スピーカー、ブザー、その他の出力デバイスの場合、周波数応答チャートのy軸はdB SPLまたは音圧レベルのデシベルで表します(大まかには音量と解釈されます)。マイクロフォンの場合、音を出すのではなく検出しているので、Y軸はdBで感度を測定しています。下の例では、x軸が周波数(対数目盛)で、y軸がdB SPLですから、このチャートはスピーカーなどの出力デバイス用であることがわかります。デシベルも対数で表すので、x軸とy軸は両方とも対数です。

周波数応答曲線図の例
周波数応答曲線の例

このチャートは、異なる周波数で一定の電力を入力した場合に、何dBのSPLが生成されるかを表しています。この場合、出力はややフラットで、70Hz以下の急激な下降と20kHz以上の浅い下降があります。つまり、同じ入力電力を持つこのオーディオ機器は、70Hzと20kHzの間ではほぼ同じ音圧レベルが得られますが、その境界線外では音圧レベルが著しく下がります。

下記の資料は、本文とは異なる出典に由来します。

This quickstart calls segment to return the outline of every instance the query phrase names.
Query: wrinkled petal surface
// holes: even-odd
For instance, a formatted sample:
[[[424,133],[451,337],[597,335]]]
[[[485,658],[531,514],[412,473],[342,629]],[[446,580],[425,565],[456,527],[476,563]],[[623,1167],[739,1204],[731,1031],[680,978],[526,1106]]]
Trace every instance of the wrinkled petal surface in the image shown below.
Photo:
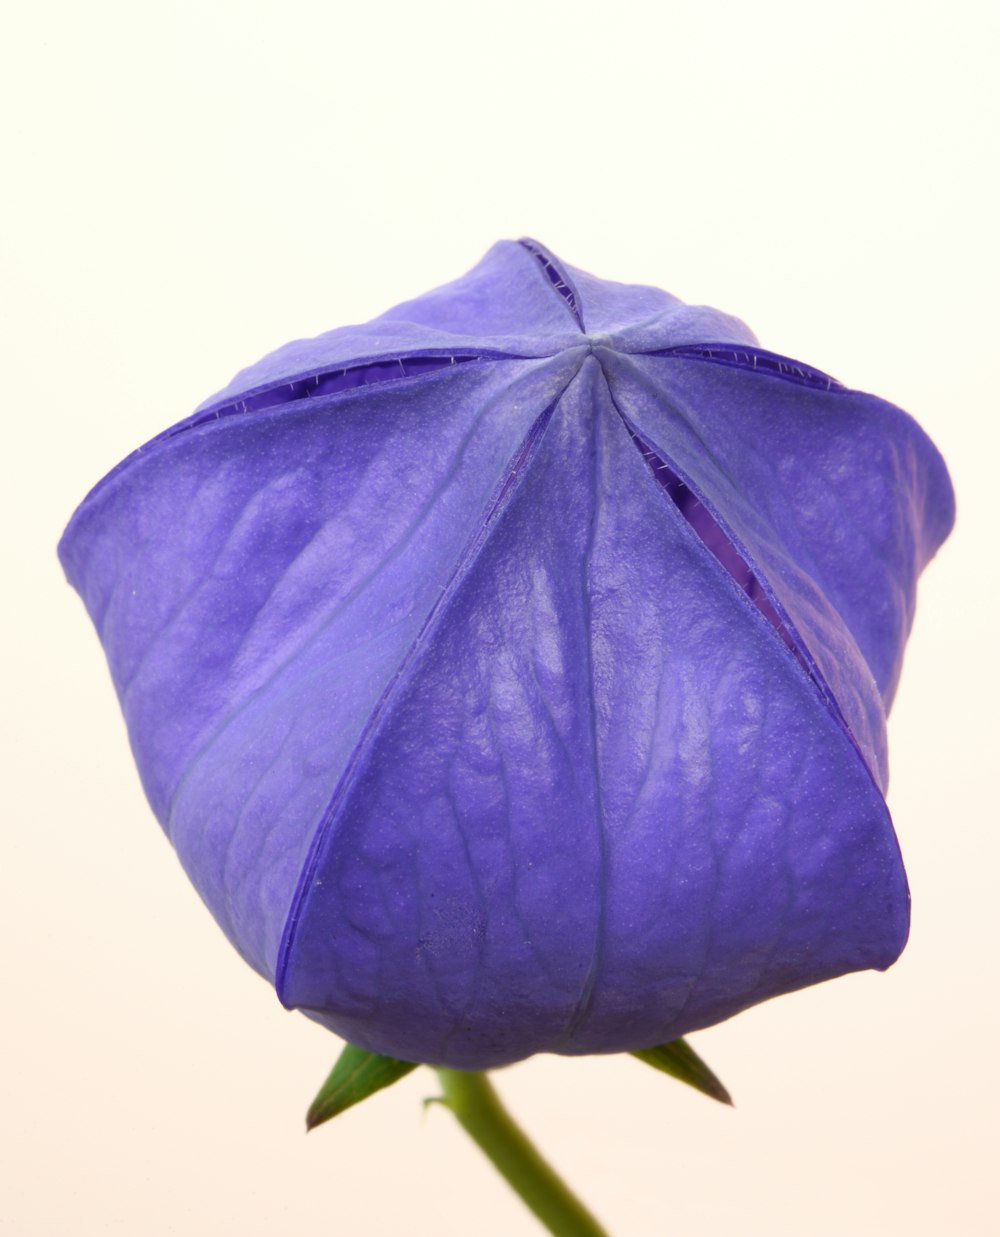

また、顕著なピーク(山)やディップ(谷)が見られる周波数チャートもあり、共振(共鳴)によって出力が増強された点や、何かが出力を消した点を示します。CUI DevicesのCSS-50508Nスピーカーを例として使用すると、下図のように典型的なスピーカー特性を示します。データシートによると、共振周波数は380Hz±76で、これは最初のピークと相関し、その後600~700Hzの間に大きなディップがあります。ただし、800Hz~3KHzの間はフラットな応答です。このスピーカーは41mm×41mmしかないので、低域だけでなく高域も再現できないことが予想されますが、それはグラフでも確認できます。この情報を基に、設計エンジニアは目標とする周波数をスピーカーで再生できるようにします。

典型的なピークとディップが見られる周波数応答曲線の例
典型的なピークとディップが見られる周波数応答曲線

可聴周波数帯域とエンクロージャーの設計

さて、可聴周波数の基本について説明しましたが、可聴周波数帯域はエンクロージャーの選択や設計にどのように影響するでしょうか?実際には、可聴域は複数の点でエンクロージャーの設計に影響します。

スピーカーとエンクロージャーのサイズ

小型のスピーカーは速く動けるので、不要な高調波を減らしながら、高い周波数を正確に生成できます。マイクロスピーカー用エンクロージャーの設計に関するブログで概説したように、小型のスピーカーは小型のエンクロージャーに対応するので、素材のスペースとコストを節約できます。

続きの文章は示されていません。